With previous drugs targeting amyloid plaques to treat Alzheimer’s having limited efficacy, these findings suggest two things: firstly, that the buildup of tau protein may have more of a role in the onset of Alzheimer’s than previously thought, and that drugs targeting APOE genes may have more utility than previously believed.
According to Eric Reiman, a neuroscientist at the Banner Alzheimer’s Institute in Phoenix, “When it comes to finding a treatment that could have a profound impact on the disease, APOE may be among the lowest hanging fruit (Servick: 2019).”

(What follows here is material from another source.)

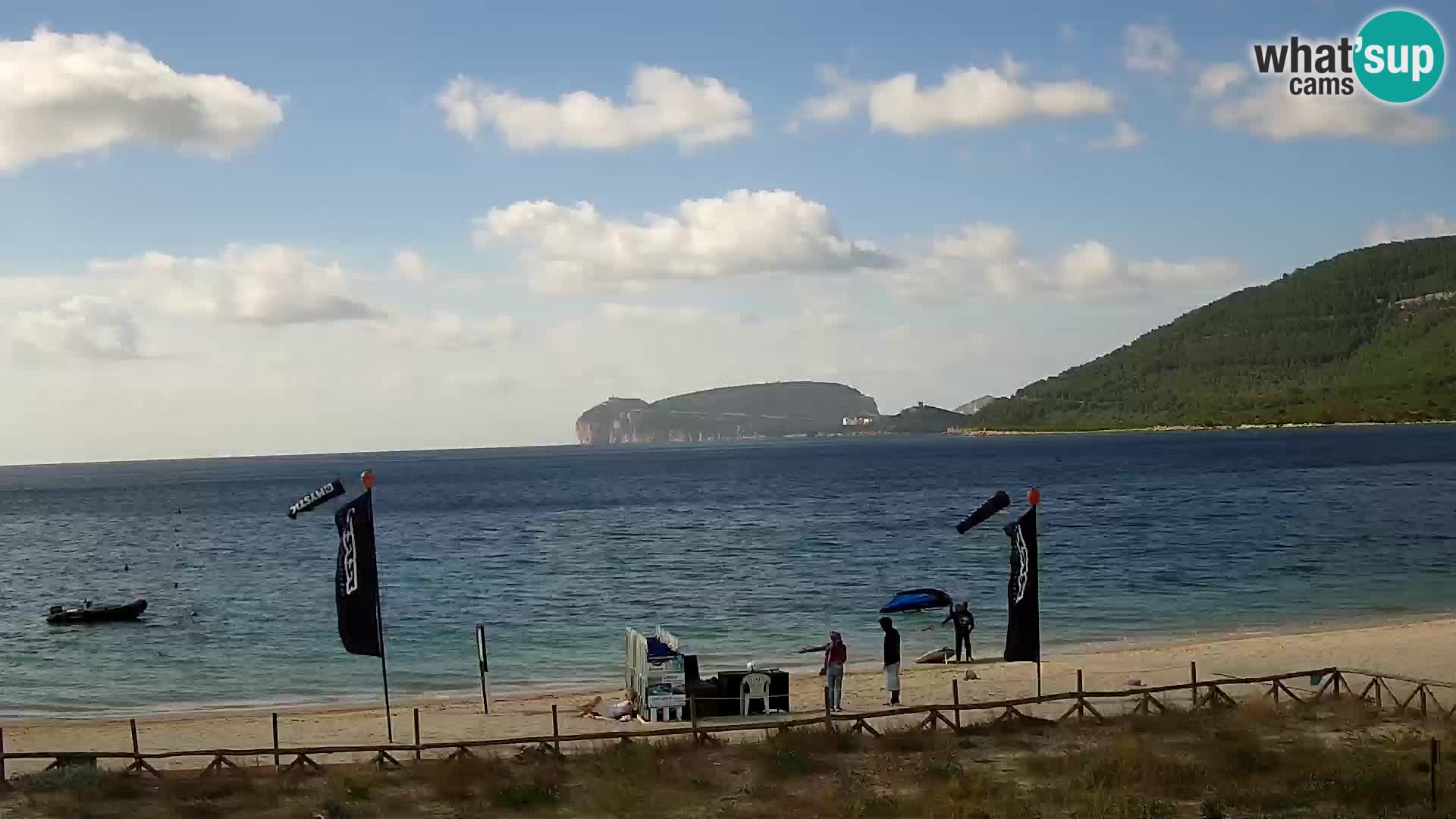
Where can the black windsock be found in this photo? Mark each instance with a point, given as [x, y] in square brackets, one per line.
[996, 503]
[319, 496]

Fiona Carragher, chief policy and research officer at the Alzheimer’s Society charity added, “This breakthrough opens up a new and promising avenue of Alzheimer's research, although further studies with larger numbers are needed...We need to understand more about how this protective gene mutation is working to make the brain more resilient to amyloid plaques, but the hope is that this exciting scientific advance could lead to new treatments and take us a step closer towards a cure for dementia (ibid.)."